# Quiz 2 Reference Solutions

## Q1
**In principal component analysis, a smaller eigenvalue indicates that**

**Answer**: A given **principal component**, say V_j, is **less** important.

1. Each eigenvalue is associated with a principal component (eigenvector), not the variable in the original space.
2. Smaller means less variation/information and hence less important.


## Q2
**We have a set of 20x20 binary images. We want to use PCA to reduce the dimensionality to 10. How many parameters do we need to estimate in total?**

**Answer**: 4000

1. 20x20 images mean the original dimensionality is 20x20=400
2. To reduce the dimensionality to 10, we need to estimate 10 eigenvector.
3. Each eigenvector is of dimension 400 so that total number of parameters to estimate is 400 x 10 = 4000



## Q3
**In slide 10 of Lecture 8, if all the variables are assumed to be Gaussian and there are 8 variables in total, how many parameters do we need to learn/compute?**

**Answer**: 16

1. Slide 10 of L8 assumes variables are independent.
2. Each Gaussian variable needs two parameters.
3. 8x2=16


## Q4
**Consider the fully connected neural network (Multilayer perceptron) in Slide 47 of Lecture 6. If we insert another new hidden layer with 8 neurons between the old Hidden layer with four neurons and the Output layer with 2 neurons, with full connections between the old hidden layer and new hidden layer, and full connections between new hidden layer and output layer (no direct connections between the old hidden layer and the output layer). The same activation function sigma is used in the new hidden layer. How many learnable parameters in total are there for this two-hidden-layer neural network?**

**Answer**: 74

Following the example in the slide
1. Weights: 3*4+4*8+8*2=60
2. Bias: 4+8+2=14
3. 60 + 14 =74



## Q5
**You are given a training dataset with a 2x2 covariance matrix C = [1, 2; 3, 4], i.e., the first row is [1 2] and the second row is [3, 4]. This covariance matrix C has two eigenvectors u1=[-0.55 0.83]^T and u2=[0.83 0.55]^T and two corresponding eigenvalues 5 and 51. How much of the variance in the data is explained by the FIRST principal component? Please input your answer rounding to the nearest integer, e.g., input 12 if your answer is 12.34%.**

**Answer**: 91

51/(51+5)=0.91071428571


## Q6
**Please modify Lab 7B2 strictly following the three requirements from a client:**

1) Specify a random seed of 2020 using the manual_seed() method of pytorch right before the line myAE=Autoencoder(). No any other seed at anywhere else, i.e., remove the previous seed torch.manual_seed(509) above criterion = nn.MSELoss();

2) Change the optimizer to torch.optim.SGD with learning_rate=0.05 and other parameters as default;

3) Train the autoencoder for at least three epochs, record the loss at the end of epoch 1 as loss1, and the loss at the end of epoch 3 as loss3. 
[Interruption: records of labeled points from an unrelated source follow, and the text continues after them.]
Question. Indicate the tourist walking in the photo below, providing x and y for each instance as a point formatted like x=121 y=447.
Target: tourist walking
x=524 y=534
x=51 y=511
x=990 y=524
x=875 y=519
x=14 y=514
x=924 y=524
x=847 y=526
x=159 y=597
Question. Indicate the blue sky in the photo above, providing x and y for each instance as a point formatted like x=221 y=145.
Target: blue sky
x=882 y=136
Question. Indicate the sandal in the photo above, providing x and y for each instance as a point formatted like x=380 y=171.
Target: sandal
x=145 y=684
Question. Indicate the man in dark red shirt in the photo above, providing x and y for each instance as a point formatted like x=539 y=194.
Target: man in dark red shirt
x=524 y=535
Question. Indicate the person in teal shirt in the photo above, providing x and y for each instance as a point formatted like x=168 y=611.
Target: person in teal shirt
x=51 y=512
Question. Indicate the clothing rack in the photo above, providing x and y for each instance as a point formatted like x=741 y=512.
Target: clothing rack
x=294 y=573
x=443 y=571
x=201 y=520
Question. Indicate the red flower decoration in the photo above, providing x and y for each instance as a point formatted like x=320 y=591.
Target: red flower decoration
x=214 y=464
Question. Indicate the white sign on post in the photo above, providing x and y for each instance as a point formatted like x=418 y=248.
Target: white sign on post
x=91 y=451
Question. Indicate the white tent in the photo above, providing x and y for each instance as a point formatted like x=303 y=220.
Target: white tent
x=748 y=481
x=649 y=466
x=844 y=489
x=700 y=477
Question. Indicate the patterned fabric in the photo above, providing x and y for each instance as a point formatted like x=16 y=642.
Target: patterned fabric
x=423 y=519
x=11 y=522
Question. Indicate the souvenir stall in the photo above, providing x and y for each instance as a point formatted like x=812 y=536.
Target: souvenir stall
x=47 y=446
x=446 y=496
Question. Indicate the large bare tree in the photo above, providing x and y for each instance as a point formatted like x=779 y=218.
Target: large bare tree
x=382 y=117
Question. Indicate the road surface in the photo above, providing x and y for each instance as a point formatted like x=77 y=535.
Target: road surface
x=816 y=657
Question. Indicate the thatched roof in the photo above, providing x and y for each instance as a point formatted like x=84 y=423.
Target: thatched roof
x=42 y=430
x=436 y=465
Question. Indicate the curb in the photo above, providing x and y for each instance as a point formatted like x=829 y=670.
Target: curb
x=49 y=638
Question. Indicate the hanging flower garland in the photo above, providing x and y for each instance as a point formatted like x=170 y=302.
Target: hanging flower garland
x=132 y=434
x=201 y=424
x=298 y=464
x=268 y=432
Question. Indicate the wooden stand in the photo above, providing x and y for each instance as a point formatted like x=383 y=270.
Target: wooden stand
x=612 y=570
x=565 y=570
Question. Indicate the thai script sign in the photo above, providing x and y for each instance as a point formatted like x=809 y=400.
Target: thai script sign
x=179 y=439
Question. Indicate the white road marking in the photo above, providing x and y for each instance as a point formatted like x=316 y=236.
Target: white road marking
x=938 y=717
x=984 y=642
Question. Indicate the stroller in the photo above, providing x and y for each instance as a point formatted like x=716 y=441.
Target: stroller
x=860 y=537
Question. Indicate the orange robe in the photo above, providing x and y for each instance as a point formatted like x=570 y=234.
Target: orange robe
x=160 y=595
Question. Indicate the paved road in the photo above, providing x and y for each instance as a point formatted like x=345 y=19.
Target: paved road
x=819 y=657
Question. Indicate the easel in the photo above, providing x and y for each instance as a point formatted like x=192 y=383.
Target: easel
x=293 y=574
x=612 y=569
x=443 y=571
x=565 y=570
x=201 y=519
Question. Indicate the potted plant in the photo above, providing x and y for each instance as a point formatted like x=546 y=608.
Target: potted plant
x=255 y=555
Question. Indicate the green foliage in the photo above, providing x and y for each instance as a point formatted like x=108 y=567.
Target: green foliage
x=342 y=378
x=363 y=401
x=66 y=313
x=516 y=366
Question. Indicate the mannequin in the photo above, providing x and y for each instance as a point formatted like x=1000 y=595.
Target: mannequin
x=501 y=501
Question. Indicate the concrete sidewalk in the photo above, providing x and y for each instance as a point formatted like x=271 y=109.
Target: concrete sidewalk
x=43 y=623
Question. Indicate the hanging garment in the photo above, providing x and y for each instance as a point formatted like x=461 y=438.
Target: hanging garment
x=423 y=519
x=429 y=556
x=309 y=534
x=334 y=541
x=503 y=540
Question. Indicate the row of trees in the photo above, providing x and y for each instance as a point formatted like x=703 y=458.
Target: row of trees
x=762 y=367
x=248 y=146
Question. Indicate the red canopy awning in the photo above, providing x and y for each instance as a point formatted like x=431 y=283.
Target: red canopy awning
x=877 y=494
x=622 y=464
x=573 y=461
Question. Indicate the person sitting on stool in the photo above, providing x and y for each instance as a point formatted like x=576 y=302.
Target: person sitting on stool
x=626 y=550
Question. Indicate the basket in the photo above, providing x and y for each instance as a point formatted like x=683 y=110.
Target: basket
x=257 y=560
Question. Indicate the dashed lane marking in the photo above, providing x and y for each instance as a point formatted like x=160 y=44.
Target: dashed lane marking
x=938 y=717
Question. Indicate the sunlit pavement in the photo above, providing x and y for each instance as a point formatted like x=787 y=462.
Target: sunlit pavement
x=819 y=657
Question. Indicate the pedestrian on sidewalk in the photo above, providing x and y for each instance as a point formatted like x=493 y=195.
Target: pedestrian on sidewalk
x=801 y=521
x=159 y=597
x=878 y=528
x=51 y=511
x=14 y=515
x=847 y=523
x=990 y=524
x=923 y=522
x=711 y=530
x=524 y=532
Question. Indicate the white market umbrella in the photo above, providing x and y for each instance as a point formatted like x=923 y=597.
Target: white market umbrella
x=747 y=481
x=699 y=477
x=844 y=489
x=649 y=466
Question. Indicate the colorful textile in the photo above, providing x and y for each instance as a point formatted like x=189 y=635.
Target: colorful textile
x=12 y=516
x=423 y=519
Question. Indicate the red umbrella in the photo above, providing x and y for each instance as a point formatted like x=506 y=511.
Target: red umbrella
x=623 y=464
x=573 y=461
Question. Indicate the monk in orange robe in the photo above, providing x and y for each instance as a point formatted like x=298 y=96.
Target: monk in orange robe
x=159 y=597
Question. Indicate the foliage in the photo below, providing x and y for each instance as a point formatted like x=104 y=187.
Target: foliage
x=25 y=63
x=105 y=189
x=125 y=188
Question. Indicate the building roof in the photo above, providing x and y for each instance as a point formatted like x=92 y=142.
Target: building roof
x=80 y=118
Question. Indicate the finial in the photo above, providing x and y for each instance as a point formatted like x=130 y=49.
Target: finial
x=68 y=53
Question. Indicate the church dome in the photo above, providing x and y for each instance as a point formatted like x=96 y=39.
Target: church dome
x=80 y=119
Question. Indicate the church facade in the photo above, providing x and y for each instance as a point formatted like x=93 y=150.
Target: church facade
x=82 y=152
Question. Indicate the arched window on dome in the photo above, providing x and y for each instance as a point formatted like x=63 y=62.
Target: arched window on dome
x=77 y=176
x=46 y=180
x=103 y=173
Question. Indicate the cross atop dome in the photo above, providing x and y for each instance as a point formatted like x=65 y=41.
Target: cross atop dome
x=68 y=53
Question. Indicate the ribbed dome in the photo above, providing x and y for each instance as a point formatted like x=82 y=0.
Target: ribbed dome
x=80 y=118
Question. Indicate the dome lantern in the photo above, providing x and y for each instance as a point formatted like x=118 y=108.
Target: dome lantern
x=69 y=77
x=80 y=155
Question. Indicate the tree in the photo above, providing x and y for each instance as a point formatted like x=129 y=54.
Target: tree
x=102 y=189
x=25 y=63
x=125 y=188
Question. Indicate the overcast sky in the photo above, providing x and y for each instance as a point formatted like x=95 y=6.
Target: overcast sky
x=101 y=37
**Please report the improvement (loss1-loss3) using only three decimals with rounding, e.g., x.xxx.**

**Answer**: See below. The improvement is 0.030788384, rounded to 0.031. I accept a tolerance of $\pm$0.001 (likely rounding to the wrong number).


#### Libaries

Get ready by importing the standard APIs

In [183]:
import torch
import torch.nn as nn
import torch.nn.functional as F
import torch.optim as optim
import matplotlib.pyplot as plt
from torchvision import datasets, transforms

#### Data
Let us work with the popular [MNIST dataset](https://en.wikipedia.org/wiki/MNIST_database) with handwritten digits. We will work on a subset for efficiency.

In [184]:
mnist_data = datasets.MNIST('data', train=True, download=True, transform=transforms.ToTensor())
print(len(mnist_data))
mnist_data = list(mnist_data)[:4096]
print(len(mnist_data))

60000
4096


#### Define the NN architecture
In Lab 1, we did not define a class for our linear regression NN. Here we do so and define an autoencoder class consisting of an **encoder** followed by a **decoder** as defined below.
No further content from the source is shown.